Rod Rosenstein has not resigned and is still deputy attorney general

Marco Green
September 25, 2018

Deputy Attorney General Rod Rosenstein has verbally resigned to Chief of Staff John Kelly in anticipation of being fired by President Trump, according to a source cited by Axios.

Daniel Henninger, Wall Street Journal columnist and deputy editor of the editorial page, said the Democratic Party's strategy heading into November's midterm elections is to "create chaos" around the Trump presidency, in order to suppress Republican turnout.

Rosenstein did not name any names or mention the effort by some members of the House Freedom Caucus to fire the deputy attorney general.

Instead, the White House said that Rosenstein and Trump would meet Thursday after the president's return to Washington, suggesting the deputy attorney general may be in his job for at least several more days.

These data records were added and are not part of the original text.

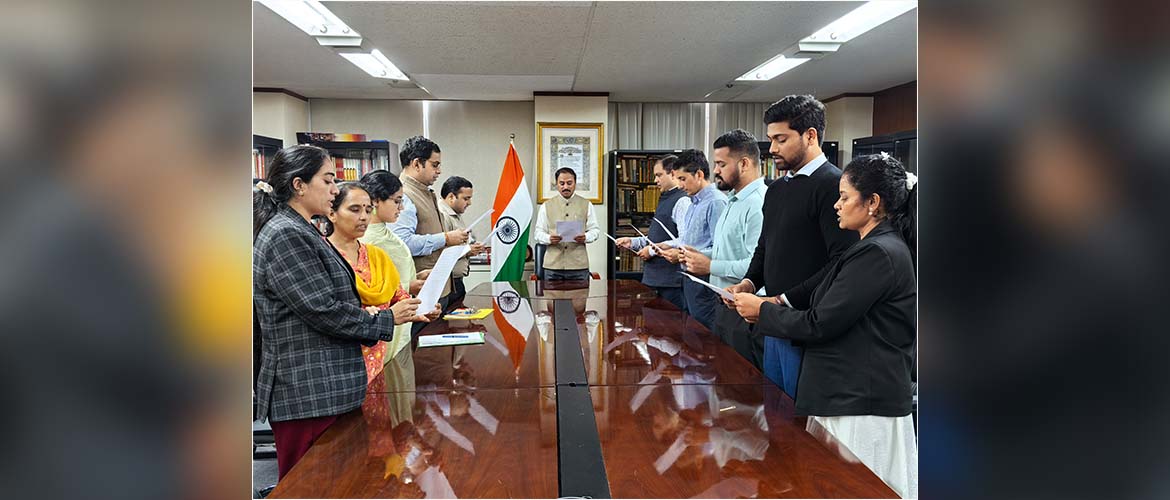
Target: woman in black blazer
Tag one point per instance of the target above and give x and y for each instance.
(859, 330)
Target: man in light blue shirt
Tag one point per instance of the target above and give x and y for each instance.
(736, 168)
(707, 204)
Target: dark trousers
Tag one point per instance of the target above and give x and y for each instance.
(701, 302)
(293, 439)
(673, 294)
(736, 333)
(565, 274)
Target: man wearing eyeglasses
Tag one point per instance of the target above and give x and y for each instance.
(420, 225)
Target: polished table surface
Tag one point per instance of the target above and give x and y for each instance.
(517, 351)
(458, 444)
(634, 338)
(678, 412)
(564, 289)
(720, 442)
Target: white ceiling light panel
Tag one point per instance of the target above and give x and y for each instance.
(315, 20)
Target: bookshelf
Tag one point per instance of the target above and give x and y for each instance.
(356, 159)
(771, 171)
(633, 197)
(262, 150)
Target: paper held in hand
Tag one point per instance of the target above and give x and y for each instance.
(718, 290)
(616, 242)
(658, 248)
(463, 338)
(432, 288)
(569, 230)
(667, 231)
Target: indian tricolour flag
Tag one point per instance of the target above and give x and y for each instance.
(510, 218)
(514, 317)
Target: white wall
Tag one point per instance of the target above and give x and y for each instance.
(848, 118)
(279, 116)
(584, 110)
(473, 136)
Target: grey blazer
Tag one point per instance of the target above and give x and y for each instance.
(311, 323)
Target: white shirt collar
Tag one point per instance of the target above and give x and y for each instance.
(811, 166)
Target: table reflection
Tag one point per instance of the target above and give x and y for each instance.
(648, 341)
(591, 288)
(717, 442)
(511, 356)
(435, 444)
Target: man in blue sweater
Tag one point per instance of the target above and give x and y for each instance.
(658, 272)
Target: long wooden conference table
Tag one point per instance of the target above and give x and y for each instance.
(582, 389)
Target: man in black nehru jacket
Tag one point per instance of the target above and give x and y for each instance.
(800, 234)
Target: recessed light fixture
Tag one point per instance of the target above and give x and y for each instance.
(315, 20)
(860, 20)
(376, 64)
(772, 68)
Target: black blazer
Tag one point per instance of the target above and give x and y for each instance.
(858, 333)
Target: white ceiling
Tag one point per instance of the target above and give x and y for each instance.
(634, 50)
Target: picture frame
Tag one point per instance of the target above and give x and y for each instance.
(577, 145)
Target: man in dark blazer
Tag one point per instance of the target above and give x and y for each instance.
(800, 235)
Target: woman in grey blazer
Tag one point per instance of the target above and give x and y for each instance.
(311, 321)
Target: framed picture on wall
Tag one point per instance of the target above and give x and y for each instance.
(575, 145)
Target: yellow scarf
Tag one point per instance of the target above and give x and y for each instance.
(383, 278)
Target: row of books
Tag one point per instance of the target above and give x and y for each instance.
(634, 169)
(352, 169)
(628, 262)
(638, 200)
(259, 164)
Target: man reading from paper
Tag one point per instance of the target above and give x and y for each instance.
(456, 198)
(559, 224)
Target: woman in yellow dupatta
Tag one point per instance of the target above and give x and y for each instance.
(385, 191)
(377, 278)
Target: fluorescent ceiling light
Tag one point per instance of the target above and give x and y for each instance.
(316, 20)
(861, 20)
(772, 68)
(376, 64)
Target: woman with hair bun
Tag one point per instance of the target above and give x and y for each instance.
(305, 306)
(860, 328)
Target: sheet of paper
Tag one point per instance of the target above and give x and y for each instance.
(647, 238)
(440, 340)
(569, 230)
(667, 231)
(616, 242)
(432, 288)
(479, 219)
(718, 290)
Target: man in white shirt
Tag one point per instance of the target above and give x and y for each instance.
(566, 258)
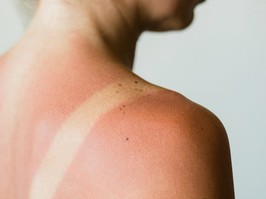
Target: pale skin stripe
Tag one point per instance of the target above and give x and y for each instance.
(73, 132)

CNN and Politico both report that Rosenstein expects to be fired and the Times reports that Rosenstein told a friend he was thinking of resigning.

Rosenstein reportedly stayed at the White House for routine meetings. He is now en route to the White House.

Democrats and many Republicans have warned Trump against any attempt to assume control of or shut down Mueller's investigation, either by firing Rosenstein to appoint a pliable successor, or dismissing Mueller directly.

Some news organizations reported that Rosenstein had submitted a verbal resignation to White House officials.

Interested in Russia Investigation?

The Justice Department also released a statement from a person who said Rosenstein's recording comment was meant sarcastically. "I am being investigated for firing the FBI Director by the man who told me to fire the FBI Director!" he has written. Other outlets have reported that the remarks were made in jest. He received mixed messages. Just two weeks into the role, Rosenstein co-authored a letter with Attorney General Jeff Sessions arguing that former FBI director James Comey should be fired over his handling of the investigation into former Secretary of State Hillary Clinton's use of a private email server.

"There is nothing more important to the integrity of law enforcement and the rule of law than protecting the investigation of special counsel Mueller", McCabe said in a statement.

Should Rosenstein resign or be fired, oversight of special counsel Robert Mueller's Russian Federation probe would be passed to Solicitor General Noel Francisco, according to the Justice Department.